A man with a plan

Wallace considers retirement, reflects on past

Rusty Wallace is talking about retiring, and as much as he loves racing, why wouldn’t he?

At 47, he has health, a family of which he’s proud, and RWI, Rusty Wallace, Inc.

He has raced 20 years in the Cup series and 20 times has finished in the top 20 and 16 times has finished in the top 10. He won a points championship, engaged in legendary duels with his old buddy, the late Dale Earnhardt, and won last month in Martinsville, Va.

Although the Cup victory was his 55th, it was his first since 2001 and, based on his reaction, it was one of the sweetest.

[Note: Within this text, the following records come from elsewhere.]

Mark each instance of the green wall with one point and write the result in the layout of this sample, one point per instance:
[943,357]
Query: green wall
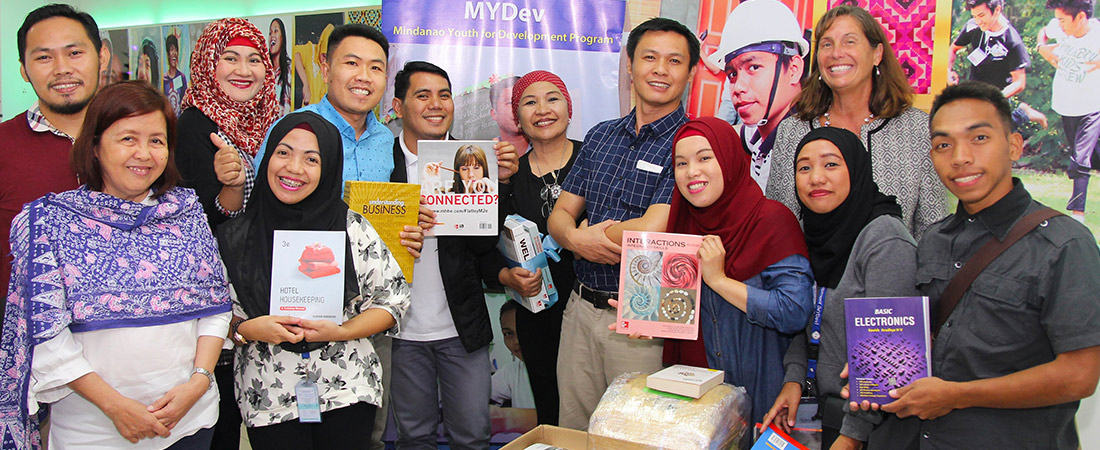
[17,95]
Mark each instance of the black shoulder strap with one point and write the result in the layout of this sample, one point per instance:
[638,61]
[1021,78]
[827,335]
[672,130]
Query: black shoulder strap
[990,251]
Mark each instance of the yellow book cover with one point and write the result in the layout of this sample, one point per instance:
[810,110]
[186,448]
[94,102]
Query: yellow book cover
[389,207]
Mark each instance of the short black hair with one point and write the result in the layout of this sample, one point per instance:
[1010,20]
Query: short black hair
[497,88]
[402,79]
[975,90]
[57,10]
[510,305]
[663,24]
[1071,7]
[992,4]
[358,30]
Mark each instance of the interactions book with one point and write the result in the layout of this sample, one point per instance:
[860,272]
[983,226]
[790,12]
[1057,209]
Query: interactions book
[659,285]
[889,346]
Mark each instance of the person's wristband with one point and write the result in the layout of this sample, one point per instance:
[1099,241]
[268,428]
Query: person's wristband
[205,373]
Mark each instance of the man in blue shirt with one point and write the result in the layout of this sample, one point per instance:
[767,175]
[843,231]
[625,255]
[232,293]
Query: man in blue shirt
[354,70]
[623,178]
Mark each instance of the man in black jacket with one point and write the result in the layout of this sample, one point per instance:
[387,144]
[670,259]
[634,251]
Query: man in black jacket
[442,348]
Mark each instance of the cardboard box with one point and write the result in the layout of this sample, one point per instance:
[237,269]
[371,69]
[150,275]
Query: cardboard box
[565,438]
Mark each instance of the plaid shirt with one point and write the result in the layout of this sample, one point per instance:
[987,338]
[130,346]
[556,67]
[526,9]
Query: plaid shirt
[619,174]
[39,123]
[250,179]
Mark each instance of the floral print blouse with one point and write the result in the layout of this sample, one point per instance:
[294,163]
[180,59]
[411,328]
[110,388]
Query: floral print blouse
[344,372]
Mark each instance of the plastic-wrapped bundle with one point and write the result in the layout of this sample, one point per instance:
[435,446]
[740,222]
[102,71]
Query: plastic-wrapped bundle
[630,413]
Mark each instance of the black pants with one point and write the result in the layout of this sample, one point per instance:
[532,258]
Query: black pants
[344,428]
[539,333]
[227,431]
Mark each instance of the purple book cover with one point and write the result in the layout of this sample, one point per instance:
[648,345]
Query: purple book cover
[888,346]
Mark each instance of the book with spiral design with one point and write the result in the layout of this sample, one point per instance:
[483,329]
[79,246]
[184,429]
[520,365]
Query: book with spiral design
[659,285]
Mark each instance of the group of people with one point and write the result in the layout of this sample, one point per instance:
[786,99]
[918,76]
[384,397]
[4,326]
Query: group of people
[141,245]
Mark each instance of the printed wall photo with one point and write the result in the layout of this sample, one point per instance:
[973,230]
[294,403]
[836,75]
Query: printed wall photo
[1044,56]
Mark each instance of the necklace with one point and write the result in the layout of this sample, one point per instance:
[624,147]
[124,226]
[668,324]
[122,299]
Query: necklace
[550,190]
[867,120]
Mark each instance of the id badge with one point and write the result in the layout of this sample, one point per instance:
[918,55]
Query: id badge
[977,56]
[309,402]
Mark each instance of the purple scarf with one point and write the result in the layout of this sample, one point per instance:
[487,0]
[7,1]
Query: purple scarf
[90,261]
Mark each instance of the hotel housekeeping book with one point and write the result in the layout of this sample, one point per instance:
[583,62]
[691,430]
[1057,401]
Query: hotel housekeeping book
[307,274]
[659,285]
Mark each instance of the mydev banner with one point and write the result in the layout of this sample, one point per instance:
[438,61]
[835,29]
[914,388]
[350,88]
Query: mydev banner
[482,43]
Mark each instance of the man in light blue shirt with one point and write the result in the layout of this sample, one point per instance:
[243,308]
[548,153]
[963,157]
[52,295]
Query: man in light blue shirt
[354,70]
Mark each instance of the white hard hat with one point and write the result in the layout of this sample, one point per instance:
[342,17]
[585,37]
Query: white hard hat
[759,22]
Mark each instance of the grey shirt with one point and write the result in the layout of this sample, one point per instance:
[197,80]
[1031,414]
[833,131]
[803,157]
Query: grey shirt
[900,165]
[882,264]
[1038,298]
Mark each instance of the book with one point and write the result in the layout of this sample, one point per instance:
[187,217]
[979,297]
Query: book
[659,285]
[308,274]
[889,346]
[521,245]
[684,380]
[773,438]
[459,182]
[388,207]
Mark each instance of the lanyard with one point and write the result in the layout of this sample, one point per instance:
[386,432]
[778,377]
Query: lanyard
[814,338]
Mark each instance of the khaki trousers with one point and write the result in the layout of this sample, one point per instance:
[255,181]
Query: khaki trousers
[591,357]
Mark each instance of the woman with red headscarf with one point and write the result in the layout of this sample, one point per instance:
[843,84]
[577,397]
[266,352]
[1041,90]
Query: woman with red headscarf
[542,109]
[758,285]
[227,110]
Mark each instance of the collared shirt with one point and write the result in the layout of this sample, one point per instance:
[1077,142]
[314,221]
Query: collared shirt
[39,123]
[1037,299]
[370,157]
[619,174]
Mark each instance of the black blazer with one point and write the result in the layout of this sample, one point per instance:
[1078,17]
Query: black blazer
[464,262]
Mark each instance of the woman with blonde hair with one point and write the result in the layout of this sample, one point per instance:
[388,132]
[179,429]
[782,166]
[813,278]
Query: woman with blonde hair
[857,84]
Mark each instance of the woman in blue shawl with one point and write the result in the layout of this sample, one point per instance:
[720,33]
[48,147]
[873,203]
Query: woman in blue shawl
[118,302]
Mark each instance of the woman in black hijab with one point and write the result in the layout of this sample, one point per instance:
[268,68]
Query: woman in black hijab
[858,248]
[298,188]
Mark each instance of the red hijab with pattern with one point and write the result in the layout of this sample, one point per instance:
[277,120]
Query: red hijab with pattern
[244,122]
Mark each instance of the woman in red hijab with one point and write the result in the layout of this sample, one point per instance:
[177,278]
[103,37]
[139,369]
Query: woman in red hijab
[758,288]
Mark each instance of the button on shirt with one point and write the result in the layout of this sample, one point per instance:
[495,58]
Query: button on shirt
[619,174]
[1038,298]
[366,158]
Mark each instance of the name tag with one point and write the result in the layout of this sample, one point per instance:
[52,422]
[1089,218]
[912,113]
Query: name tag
[645,165]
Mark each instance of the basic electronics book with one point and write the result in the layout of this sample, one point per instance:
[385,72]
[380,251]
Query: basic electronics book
[889,346]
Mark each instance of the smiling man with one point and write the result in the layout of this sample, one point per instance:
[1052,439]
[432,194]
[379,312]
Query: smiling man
[1022,347]
[354,72]
[61,56]
[623,178]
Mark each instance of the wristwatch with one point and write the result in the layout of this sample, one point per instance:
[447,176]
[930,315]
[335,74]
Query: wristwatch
[205,373]
[234,329]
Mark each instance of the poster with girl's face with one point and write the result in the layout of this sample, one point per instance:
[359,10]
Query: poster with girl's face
[278,32]
[310,43]
[145,58]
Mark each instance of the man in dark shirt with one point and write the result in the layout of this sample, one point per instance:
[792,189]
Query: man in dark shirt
[1022,348]
[61,55]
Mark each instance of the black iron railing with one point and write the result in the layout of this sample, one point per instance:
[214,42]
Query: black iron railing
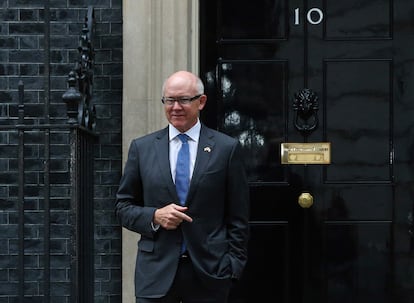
[75,172]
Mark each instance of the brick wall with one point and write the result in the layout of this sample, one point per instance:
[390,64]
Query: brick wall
[22,57]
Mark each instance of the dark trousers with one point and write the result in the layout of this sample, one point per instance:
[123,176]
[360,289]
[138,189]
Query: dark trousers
[187,288]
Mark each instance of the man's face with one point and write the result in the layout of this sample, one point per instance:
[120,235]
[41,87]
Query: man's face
[183,116]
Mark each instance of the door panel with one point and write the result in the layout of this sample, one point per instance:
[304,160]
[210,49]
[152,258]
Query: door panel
[355,243]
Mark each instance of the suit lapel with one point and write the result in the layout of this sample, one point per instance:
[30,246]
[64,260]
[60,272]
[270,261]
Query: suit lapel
[161,148]
[204,151]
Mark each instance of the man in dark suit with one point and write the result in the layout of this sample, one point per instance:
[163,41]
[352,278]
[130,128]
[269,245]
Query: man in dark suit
[192,245]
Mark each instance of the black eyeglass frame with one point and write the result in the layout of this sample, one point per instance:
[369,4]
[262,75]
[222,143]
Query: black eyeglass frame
[180,100]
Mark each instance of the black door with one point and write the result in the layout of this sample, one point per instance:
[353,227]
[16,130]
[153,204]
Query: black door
[356,58]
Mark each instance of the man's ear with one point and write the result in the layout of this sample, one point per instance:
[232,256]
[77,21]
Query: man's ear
[203,101]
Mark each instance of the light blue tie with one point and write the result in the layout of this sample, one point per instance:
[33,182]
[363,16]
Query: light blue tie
[182,173]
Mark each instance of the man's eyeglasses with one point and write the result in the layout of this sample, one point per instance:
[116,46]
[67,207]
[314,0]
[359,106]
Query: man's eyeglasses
[180,100]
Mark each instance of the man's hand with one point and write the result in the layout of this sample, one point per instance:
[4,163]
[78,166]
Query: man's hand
[171,216]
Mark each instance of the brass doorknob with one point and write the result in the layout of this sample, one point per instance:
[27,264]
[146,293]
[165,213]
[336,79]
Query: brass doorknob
[305,200]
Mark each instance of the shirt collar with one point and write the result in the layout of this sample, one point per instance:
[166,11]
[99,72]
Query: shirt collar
[193,133]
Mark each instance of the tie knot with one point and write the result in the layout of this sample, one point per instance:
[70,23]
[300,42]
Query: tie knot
[183,138]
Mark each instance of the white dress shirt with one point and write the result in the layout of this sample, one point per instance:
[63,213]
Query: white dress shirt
[175,145]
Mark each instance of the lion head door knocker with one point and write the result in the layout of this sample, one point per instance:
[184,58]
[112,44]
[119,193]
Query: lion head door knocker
[306,107]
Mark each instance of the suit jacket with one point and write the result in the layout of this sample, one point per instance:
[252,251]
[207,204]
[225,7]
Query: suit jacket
[218,202]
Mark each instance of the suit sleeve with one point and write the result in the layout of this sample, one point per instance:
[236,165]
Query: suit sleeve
[237,211]
[129,206]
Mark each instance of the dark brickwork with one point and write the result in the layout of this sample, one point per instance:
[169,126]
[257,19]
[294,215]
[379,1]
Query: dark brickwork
[22,57]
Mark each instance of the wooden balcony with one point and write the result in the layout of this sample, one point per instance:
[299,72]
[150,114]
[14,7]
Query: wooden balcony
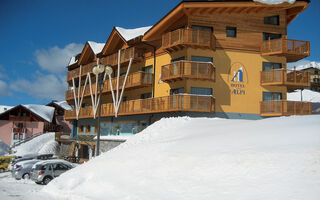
[111,60]
[294,50]
[282,77]
[135,80]
[181,38]
[174,103]
[187,69]
[285,108]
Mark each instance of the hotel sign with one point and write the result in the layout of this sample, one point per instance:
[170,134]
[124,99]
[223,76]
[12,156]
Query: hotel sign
[238,79]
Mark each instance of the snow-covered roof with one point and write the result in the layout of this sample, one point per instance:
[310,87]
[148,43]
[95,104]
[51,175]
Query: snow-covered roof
[63,104]
[307,95]
[96,47]
[129,34]
[309,65]
[5,108]
[45,112]
[275,1]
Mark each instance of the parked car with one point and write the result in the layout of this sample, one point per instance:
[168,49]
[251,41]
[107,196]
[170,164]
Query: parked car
[44,171]
[22,169]
[4,162]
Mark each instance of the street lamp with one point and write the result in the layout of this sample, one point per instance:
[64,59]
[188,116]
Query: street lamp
[98,71]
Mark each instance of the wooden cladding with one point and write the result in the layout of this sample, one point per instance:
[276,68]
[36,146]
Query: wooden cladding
[188,69]
[294,50]
[181,38]
[138,79]
[191,103]
[293,78]
[111,60]
[285,108]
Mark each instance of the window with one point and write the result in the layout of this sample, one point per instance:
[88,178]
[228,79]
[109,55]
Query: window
[201,91]
[271,36]
[146,95]
[176,91]
[270,66]
[203,28]
[148,69]
[271,96]
[201,59]
[177,59]
[231,31]
[272,20]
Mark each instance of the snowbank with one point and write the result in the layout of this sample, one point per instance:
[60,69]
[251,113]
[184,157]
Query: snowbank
[187,158]
[275,1]
[4,148]
[307,95]
[43,144]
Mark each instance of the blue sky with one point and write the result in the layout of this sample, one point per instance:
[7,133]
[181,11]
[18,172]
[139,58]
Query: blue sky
[37,38]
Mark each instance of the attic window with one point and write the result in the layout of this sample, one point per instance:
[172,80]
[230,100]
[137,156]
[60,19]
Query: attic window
[272,20]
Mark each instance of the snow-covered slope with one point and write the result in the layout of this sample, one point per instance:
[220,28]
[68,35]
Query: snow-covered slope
[204,159]
[307,95]
[4,148]
[42,144]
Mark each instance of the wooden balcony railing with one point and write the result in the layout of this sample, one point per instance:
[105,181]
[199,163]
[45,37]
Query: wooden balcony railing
[180,38]
[135,80]
[188,69]
[291,78]
[294,50]
[285,108]
[191,103]
[112,60]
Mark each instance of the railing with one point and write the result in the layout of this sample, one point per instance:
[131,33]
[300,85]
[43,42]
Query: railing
[285,77]
[188,37]
[112,60]
[188,69]
[285,108]
[286,47]
[172,103]
[137,79]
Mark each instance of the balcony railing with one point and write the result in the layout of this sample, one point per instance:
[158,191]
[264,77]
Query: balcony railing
[180,38]
[294,50]
[191,103]
[135,80]
[290,78]
[112,60]
[188,69]
[285,108]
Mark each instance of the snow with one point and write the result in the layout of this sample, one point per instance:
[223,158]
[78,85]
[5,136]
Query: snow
[307,95]
[275,1]
[63,104]
[129,34]
[309,65]
[43,144]
[96,47]
[4,108]
[45,112]
[203,158]
[4,148]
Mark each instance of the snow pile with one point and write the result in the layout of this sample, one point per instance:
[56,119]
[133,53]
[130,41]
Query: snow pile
[307,95]
[96,47]
[309,65]
[4,148]
[129,34]
[45,112]
[43,144]
[187,158]
[275,1]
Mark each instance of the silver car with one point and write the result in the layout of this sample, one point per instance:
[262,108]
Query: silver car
[44,171]
[22,169]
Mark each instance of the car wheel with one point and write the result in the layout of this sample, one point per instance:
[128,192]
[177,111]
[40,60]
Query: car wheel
[26,176]
[46,180]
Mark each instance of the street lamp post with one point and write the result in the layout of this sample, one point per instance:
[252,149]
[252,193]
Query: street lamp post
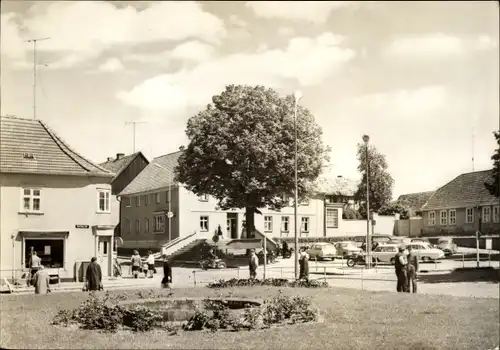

His youngest child, 16-year-old Stephen, already has flashed talent as a race-car driver. And Wallace owns the new Busch team for which Billy “Catfish” Parker drives. Wallace can envision Parker, 27, taking his Nextel Cup ride when he walks away.

The new trend for race team owners is to recruit young drivers to become the next Jeff Gordon, the next instant star. Wallace didn’t want a kid.

He wanted a driver who reminded him of him, a driver who had built cars and chassis and been broke and paid dues and maybe had a little fun along the way.

“I guarantee I’m going to race two more years at least,” Wallace says. “I’m not guaranteeing anything after that.”

“It’s the three-year plan,” Stephen says. “He’s been on the three-year plan for 10 years, honest.”

Here’s how much Wallace’s life has changed because of racing: Now, he goes to work in a sleek Bell Ranger helicopter. He gets out of the ‘copter, for which he is a spokesman, walks to his Mooresville, N.C., office, sits behind a long desk and glances at the large computer screen on his right as he accepts a cup of coffee from a smiling employee.

In the corner of the office is a new driver sent to him by Calloway, the golf company for which he is a spokesman. On a wall is a picture of one of his four auto dealerships.

Wallace used to be a driver. Now he’s a brand.

“Now it’s fun,” he says. “But not nearly as much fun now as then.”

Here’s then: Wallace used to go to work in a one-ton bread truck with a whole lot of miles on it when he bought it for $2,000.

He and his buddies built a plywood wall in the back. They went to a furniture store, bought a sofa and stuck it behind the wall. Above the sofa they built a platform on which one of them could sleep.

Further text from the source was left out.